Spirit qi seek n characters with lexer

Question

I am writing a reader for PDF file format using boost spirit lexer and grammar.

The problem is, that this grammar is kind of context sensitive one. Actually, there is an object called Stream dictionary, which has the following structure:

<< - begin
*( - zero or more times
/NAME - being the key of dictionary
VALUE - being the value of the key in dictionary
)
>> - end
stream - keyword
DATA
endstream - keyword

So, the data inside the stream has exactly the size defined in the dictionary, given example:

<</LENGTH 4>>
stream
aaaaendstream

Now the problem. I need to tell the grammar, to skip n characters. Here is the rule for parsing such object.

stream_object %=
    dictionary_object
    >> whitespaces
    >> lexer.stream_begin
    > eol
    > qi::repeat(159)["a-z"]
    > lexer.stream_end;

As far as I have saw, every operation in this grammar uses the defined input lexer, and the line 'qi::repeat(159)["a-z"]' expecting a character simply fails, because the lexer does not know such sequence.

I had multiple ideas, all of them equally wrong.

Lexer state

For example, change the lexer state, after encountering "stream" token.

this->self += stream_begin[lex::_state = "STREAM_BEGIN"];
this->self("STREAM_BEGIN") = stream_end[lex::_state = initial_state()] | character;

This somehow works, unless there is a "endstream" token inside the data AND it also tries to match endstream in EVERY character sequence inside the data, which slows the parsing horribly.

ABANDON LEXER

Next approach was to abandon lexer completely.

stream_object %=
    dictionary_object
    >> whitespaces
    >> lit("stream")
    > lit("\r?\n")
    > qi::repeat(159)["a-z"]
    > lit("endstream");

This would work, but I don't like the idea of abandoning lexer only for single stupid rule. Also I've read about performance degradation when using lit instead of lexer, because of the token backtracking.

ANOTHER PARSER

The last approach was to ignore such object, and parse only the dictionary part. After successful parse of dictionary object check for following tokens, and read the rest of the data without a tokenizer, as shown in the second approach.

QUESTION

I would really love to see some kind of "seek forward" or "temporarily ignore lexer" directive, to be able to skip portion of the input, without dividing the parsing process into multiple places, or introducing obsessive overhead. Is there such thing?
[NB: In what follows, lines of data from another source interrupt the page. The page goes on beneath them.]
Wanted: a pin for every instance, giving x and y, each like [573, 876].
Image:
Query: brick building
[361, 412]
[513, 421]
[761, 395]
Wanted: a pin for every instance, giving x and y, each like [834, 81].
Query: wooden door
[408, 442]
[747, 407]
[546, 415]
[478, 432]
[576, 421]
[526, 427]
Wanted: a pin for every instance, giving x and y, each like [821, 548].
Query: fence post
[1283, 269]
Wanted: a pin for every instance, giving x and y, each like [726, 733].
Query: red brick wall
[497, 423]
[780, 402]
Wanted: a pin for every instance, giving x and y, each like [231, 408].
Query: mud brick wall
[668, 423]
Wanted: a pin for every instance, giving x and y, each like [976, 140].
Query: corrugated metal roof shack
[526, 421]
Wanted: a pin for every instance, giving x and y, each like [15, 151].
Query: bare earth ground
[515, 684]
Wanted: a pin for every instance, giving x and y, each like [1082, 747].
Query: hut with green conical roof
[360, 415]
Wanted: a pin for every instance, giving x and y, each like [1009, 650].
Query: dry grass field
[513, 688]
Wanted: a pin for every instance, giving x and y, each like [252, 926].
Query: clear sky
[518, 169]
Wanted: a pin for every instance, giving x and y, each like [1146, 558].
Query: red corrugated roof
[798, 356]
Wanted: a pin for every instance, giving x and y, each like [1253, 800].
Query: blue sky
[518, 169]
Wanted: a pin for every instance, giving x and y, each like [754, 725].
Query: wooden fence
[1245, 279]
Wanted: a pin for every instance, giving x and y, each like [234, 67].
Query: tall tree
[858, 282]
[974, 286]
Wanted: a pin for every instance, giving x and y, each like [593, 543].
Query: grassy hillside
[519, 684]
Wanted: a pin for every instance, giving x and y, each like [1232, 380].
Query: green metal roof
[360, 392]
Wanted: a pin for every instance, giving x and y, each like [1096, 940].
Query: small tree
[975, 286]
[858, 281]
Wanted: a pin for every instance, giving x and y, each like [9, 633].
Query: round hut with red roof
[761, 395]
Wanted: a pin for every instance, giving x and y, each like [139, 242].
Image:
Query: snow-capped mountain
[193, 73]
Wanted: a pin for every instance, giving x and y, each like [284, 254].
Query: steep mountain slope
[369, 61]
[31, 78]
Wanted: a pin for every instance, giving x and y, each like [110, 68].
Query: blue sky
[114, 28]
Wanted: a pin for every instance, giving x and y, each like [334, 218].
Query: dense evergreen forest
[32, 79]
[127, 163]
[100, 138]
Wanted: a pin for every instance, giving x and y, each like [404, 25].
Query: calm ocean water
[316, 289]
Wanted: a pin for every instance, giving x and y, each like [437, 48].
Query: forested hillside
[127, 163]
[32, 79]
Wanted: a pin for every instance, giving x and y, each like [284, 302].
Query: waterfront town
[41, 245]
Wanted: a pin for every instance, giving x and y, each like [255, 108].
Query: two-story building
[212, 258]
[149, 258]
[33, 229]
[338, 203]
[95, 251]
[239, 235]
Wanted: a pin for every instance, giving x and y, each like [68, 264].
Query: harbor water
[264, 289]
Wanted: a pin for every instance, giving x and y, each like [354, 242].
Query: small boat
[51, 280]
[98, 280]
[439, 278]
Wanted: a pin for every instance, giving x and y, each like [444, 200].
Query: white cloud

Thought about each of the approaches are appreciated.

Lexer Code

typedef boost::spirit::istream_iterator base_iterator_type;
typedef boost::spirit::classic::position_iterator2<base_iterator_type> pos_iterator_type;
typedef boost::spirit::lex::lexertl::token<pos_iterator_type> token_type;
typedef boost::spirit::lex::lexertl::actor_lexer<token_type> lexer_type;

class SpiritLexer : public boost::spirit::lex::lexer<lexer_type> {...}

Grammar Code

struct SpiritGrammar : qi::grammar<pos_iterator_type> {...}

Usage

SpiritLexer lexer;
SpiritGrammar grammar(lexer);
auto result = lex::tokenize_and_parse(input_begin_pos, input_end_pos, lexer, grammar, obj);

"I've read about performance degradation" I wonder where you read that. I've written about that, conjecturingly, too, but I've not seen any field evidence related to it. My gut tells me the expectation points, lookahead assertions and semantic actions can easily achieve the same token scanning efficacy as with a "dumb" lexer. The thing is, Lexers are simple beasts and as such rule out a number of noisy choices, but their simplicity is no match for Qi. IMHO. If lexing, I'd handroll the parser and be done with it. — sehe
Interestingly, straightforward and well-intended use of a Lexer has a tendency to surprise people with significant performance degradation (see eg. How to benchmark Boost Spirit Parser? or here). — sehe

sehe sehe · Accepted Answer · 2014-12-13T19:40:15

Can you consider making it much simpler by moving the stream seeking outside parsing/lexing?

And while you're at it, reconsider the need for the lexer? (Ah, I see, you consider this already. I'd say, BIG yes in this department, unless you know you need it for something).

Temporarily disabling the lexer is (obviously) impossible. You'd simple have to restart lexing from a different point/state. I've even come to the conclusion that some rudimentary directives that are present (undocumented, AFAIR) to switch Lexer state from withing Parser semantic actions cannot be made to work usefully, if at all
Avoiding the lexer opens up the possibility of using the directives from spirit::repository::qi which seems to be close what you are looking for:
- The Spirit.Qi advance is a primitive parser component allowing the parser to skip (advance) through a specified number of iterations without performing unnecessary work:
- The seek[] parser-directive skips all input until the subject parser matches.

Conceptually it seems pretty clear, to me, that you're mixing parsing and direction of the parsing. This indicates that they should be at different levels of abstraction.